If you just want lots of growth, the first method is a way to do it. You could even make a suspension and do a spread plate.
BTW, disposable plastic loops are awesome! I didn’t think I would like them when I started this job (after exclusively using ni-chrome loops), but I prefer them now. Umm…I just checked the price on them, and it may not be very practical for home culturing…scratch that idea.

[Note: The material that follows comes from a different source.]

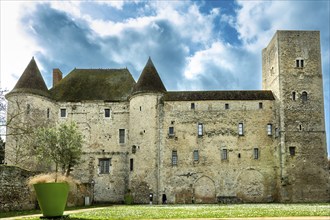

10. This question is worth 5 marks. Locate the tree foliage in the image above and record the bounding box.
[34,122,83,176]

I found that even w/o sterilizing between streaking sections I can get good colony isolation. But then again, I never had formal microbiology training.
I got my stuff today.
I will be making plates and slants tomorrow.
I was surprised how small were the petri plates and vials.
I guess I will have to get used to it.
I don’t know if you plan on it, but I would suggest leaving the plates at room temperature for about a week to serve as a sterility check. Sorry, that was kind of unrelated to you question, but its a step I like to take.
I do that too and used to have a fairly high fail rate if I opened the plates before taping them shut. That act of opening them up used to be for flicking off condensation. Now I don’t worry about it the moisture and rarely get spurious growth on any of them.